Un'altra Chernobyl non sarà una sorpresa, anche se nessuno è preparato per questo, poiché non ci sono piani pronti per questo tipo di catastrofi. Di recente per esempio, nel 2016, Chernobyl ha ottenuto un sigillo all'interno di un sarcofago gigante per i successivi 100 anni, il problema è che i materiali radioattivi rimarranno pericolosamente letali nell’area per i prossimi 3000 anni.

Ma cosa accadrebbe se si verificasse un altro disastro tipo Chernobyl magari molto più grande? Sarebbe qualcosa di inaspettato, una grande catastrofica sorpresa, una "incongnita sconosciuta", che potrebbe mettere a repentaglio la nostra civiltà. Ci sono rischi che derivano da situazioni così inaspettate da non essere presi in considerazione, e non sto parlando solo dell'arrivo di alieni o di un meteorite. Possono essere un virus con una mortalità molto più elevata dell'ultimo, invasioni radiologiche non note, sostanze chimiche che entrano nei corpi della nostra specie i cui effetti non sono noti.

Per prepararsi a tutto questi rischi di ‘incognite sconosciute’, i nostri decisori, sia a livello civile che militare, non sono preparati perchè devono avere capacità di prevedere e visualizzare in anteprima scenari, più che minacce.

Data la possibilità di eventi imprevisti in combinazione con conseguenze potenzialmente disastrose, dobbiamo pensare a “pianificazione di scenari”, che è una parte fondamentle della “previsione strategica”, cioè possibili panorami catastrofici per le nostre società. Per esempio lo scenario di una elevata quantità di perdite nella popolazione, lo scenario di un blocco completo delle fonti energetiche o dei nostri sistemi informatici, scenari di completa eliminazione delle forze decisionali di governo, o della completa scarsità di cibo e acqua, con conseguenti saccheggi e ribellioni.

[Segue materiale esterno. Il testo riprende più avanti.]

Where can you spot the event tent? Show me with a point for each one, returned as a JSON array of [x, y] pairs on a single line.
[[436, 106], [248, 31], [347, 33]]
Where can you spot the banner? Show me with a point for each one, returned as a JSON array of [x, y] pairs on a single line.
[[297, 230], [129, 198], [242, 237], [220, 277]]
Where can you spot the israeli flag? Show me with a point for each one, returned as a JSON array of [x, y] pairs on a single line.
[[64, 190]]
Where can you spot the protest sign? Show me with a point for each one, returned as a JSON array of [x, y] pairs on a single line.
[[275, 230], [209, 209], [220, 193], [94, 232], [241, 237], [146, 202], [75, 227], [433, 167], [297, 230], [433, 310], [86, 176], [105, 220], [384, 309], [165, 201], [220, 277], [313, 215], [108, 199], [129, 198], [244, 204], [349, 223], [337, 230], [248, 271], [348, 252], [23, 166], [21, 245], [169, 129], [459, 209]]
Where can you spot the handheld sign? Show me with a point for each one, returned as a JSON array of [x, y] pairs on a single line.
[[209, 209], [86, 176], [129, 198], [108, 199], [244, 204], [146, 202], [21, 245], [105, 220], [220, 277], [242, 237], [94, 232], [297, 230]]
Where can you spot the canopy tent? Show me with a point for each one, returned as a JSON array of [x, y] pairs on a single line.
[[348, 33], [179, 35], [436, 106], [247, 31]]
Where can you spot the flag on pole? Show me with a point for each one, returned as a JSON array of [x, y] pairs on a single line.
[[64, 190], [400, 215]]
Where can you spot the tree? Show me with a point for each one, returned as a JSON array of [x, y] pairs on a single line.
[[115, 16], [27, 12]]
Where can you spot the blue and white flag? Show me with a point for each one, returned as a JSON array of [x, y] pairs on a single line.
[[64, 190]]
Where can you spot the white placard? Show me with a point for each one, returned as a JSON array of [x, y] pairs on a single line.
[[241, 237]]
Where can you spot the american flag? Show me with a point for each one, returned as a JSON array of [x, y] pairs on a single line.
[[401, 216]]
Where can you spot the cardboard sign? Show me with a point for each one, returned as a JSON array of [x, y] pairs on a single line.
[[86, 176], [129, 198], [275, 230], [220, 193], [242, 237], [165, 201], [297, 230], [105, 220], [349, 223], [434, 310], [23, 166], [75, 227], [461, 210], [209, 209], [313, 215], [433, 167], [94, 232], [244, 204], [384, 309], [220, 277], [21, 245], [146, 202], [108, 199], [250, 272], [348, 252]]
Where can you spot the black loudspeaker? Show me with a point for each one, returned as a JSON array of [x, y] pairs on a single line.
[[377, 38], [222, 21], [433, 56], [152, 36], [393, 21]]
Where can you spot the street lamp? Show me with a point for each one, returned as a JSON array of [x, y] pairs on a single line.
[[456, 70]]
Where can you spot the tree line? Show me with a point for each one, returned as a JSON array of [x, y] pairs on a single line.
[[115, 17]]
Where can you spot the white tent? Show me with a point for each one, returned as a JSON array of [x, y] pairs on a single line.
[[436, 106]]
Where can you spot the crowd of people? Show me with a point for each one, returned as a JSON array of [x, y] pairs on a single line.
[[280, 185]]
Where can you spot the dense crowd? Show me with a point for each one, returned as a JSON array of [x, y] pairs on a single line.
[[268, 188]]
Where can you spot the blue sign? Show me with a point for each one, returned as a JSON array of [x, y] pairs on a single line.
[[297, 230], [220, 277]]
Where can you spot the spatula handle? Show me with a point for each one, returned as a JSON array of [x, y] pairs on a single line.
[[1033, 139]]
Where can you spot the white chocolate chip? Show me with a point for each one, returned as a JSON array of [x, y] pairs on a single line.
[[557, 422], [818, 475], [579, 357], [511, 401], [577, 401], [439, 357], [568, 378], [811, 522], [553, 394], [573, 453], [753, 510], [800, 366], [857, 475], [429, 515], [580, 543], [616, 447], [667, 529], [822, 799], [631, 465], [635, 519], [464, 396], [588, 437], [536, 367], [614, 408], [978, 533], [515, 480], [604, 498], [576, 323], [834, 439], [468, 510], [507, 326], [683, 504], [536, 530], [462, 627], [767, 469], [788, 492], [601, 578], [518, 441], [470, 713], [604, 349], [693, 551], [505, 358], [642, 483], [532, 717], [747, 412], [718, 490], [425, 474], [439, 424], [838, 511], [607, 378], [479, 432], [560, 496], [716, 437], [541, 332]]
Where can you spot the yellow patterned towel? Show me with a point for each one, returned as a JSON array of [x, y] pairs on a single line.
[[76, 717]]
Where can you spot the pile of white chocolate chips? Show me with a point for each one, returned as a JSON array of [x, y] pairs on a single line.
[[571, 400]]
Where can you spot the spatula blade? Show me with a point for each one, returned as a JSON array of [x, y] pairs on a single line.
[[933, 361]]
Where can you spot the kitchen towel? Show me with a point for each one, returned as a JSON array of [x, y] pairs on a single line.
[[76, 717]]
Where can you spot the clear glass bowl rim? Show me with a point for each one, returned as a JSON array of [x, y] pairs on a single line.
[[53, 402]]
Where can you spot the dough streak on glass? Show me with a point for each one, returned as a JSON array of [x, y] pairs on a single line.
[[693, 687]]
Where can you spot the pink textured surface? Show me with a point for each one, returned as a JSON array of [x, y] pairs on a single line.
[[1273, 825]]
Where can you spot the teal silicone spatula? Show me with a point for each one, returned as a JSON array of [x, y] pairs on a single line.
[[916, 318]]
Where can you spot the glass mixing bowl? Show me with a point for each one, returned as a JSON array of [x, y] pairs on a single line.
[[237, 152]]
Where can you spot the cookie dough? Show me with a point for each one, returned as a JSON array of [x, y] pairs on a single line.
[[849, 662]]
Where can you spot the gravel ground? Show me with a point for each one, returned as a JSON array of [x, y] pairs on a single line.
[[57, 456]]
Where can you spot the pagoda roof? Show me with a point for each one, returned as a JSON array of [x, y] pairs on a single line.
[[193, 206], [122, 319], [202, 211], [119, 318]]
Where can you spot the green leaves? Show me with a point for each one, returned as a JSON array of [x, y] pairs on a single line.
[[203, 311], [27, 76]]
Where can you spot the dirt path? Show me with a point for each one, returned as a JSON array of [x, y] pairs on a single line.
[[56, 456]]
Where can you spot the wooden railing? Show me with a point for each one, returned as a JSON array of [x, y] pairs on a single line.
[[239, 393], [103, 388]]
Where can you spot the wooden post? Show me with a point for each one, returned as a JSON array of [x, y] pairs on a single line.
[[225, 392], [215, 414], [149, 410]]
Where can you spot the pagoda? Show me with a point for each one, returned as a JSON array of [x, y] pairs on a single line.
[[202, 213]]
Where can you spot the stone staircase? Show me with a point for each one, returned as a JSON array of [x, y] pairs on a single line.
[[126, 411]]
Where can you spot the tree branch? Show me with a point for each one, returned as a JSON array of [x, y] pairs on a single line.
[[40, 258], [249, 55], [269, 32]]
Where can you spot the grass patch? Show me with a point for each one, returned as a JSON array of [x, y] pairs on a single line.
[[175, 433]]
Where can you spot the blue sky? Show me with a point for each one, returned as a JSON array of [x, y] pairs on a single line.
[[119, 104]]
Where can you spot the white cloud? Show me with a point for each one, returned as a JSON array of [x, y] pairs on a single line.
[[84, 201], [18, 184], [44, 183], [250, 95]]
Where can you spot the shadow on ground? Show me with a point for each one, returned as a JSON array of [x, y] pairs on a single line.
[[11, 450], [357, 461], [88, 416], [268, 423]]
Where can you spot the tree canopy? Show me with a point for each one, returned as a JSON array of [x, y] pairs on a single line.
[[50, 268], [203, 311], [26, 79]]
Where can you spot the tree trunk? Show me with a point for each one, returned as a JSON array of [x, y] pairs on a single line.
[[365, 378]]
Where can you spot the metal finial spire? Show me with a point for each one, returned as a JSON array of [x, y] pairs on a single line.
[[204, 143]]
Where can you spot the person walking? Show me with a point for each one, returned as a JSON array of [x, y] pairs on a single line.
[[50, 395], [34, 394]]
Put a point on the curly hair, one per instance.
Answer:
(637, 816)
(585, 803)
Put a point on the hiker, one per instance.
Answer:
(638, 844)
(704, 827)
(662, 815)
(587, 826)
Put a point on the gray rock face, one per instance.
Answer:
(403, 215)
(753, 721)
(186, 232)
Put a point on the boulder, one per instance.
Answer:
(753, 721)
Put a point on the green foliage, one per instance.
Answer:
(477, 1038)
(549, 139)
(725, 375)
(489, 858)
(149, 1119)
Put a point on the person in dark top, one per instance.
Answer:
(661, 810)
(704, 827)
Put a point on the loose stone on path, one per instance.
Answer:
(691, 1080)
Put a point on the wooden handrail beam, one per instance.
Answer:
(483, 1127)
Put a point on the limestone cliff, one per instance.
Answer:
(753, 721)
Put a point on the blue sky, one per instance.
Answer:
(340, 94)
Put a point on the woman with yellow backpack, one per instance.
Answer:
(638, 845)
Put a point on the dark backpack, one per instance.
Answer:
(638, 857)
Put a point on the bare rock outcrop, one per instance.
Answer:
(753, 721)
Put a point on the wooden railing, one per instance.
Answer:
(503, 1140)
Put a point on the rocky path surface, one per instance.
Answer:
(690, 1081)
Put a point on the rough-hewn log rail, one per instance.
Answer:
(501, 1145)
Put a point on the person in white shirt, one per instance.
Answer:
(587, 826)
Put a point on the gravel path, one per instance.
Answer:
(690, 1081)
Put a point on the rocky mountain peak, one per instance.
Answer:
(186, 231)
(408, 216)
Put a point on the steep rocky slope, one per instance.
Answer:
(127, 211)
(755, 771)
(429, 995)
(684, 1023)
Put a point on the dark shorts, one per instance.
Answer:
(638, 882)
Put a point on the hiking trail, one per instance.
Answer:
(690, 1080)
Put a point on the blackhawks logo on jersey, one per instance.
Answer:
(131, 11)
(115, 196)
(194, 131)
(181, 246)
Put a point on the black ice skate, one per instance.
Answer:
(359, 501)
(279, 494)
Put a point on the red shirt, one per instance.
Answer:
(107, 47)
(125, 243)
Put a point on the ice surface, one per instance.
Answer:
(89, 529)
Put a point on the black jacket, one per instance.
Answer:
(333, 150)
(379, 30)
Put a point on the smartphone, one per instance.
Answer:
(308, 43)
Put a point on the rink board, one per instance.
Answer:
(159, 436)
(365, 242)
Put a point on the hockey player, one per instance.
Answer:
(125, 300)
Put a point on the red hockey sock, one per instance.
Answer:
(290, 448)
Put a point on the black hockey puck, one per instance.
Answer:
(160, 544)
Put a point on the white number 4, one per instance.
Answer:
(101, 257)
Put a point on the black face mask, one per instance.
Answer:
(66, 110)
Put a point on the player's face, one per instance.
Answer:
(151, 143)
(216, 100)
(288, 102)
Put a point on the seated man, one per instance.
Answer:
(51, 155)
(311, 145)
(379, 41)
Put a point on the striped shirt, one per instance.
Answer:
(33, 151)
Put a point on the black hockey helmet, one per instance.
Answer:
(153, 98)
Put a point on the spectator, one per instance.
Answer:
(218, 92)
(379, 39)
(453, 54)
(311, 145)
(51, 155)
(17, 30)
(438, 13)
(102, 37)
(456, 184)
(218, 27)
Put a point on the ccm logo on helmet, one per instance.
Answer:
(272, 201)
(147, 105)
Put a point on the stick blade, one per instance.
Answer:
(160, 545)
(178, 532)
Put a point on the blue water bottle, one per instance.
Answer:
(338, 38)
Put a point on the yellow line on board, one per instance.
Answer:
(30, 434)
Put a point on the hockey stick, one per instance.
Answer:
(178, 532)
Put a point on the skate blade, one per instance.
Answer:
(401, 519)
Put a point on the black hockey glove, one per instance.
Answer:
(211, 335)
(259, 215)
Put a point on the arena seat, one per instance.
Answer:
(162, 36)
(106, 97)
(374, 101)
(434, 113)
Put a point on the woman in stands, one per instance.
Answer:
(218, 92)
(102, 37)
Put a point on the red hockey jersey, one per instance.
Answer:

Peggio ancora, potrebbe verificarsi un collasso ambientale globale 1) con rischi per la nostra stessa civiltà moderna. Non è fuori dal regno delle possibilità.

Questi sono scenari che è possibile che si verifichino e causati da minacce sconosciute. Potrebbero non avvenire nella nostra nazione ma in un altro paese del pianeta che però influenzerà anche noi. E sulla base di questi possibili, anche se non "probabili", scenari dobbiamo avere dei piani strategici come conseguenza. Non trovarci completamente impreparati come è avvenuto per questa crisi del COVID-19. Perchè questa crisi “era facile” ma le future non sappiamo.

Questi piani strategici devono essere prima nazionali, per il nostro paese, poi regionali, con l’Alleanza in cui siamo da 70 anni, cioè quella Atlantica, e infine possibilmente globali. Ma qui mancano ancora organizzazioni in grado di farlo. E questi piani, come ha detto recentemente l’analista Massimo Amorosi parlando di biosicurezza, devono seguire sistemi complessi e coesi, “serve cambiare modelli organizzativi e metodologie, mettendo a sistema le conoscenze. Cooptando la comunità scientifica e mettendo insieme attori diversi per addivenire ad analisi di contesto.”

Le società future quindi dovranno imparare non solo a prevenire, ma anche a reagire a disastri senza precedenti, poiché le cose accadranno al di fuori del nostro controllo, come “Cigni Neri” 2) , e lo spirito innato di sopravvivenza non basterà a salvarci. Solo la nostra forte preparazione, pianificazione strategica e resilienza, assicureranno che potremmo preservare la nostra civiltà moderna, con tutte le libertà che sono costate così tanto ai nostri antenati per essere conquistate.

Abbiamo creato le condizioni per la possibilità della nostra stessa autodistruzione, l’estinzione di questa scimmia intelligente, che chiamiamo Sapiens Sapiens. C’è urgente bisogno di nuovi approcci strategici per evitarla e continuare sul cammino del progresso umano.

Fonte: https://www.difesaonline.it



1) Jared Diamond, “Collasso: come le società scelgono di morire o vivere”, Einaudi, 2005.

2) Nassim Nicholas Taleb, “Il cigno nero. Come l'improbabile governa la nostra vita”, Il Saggiatore, 2014.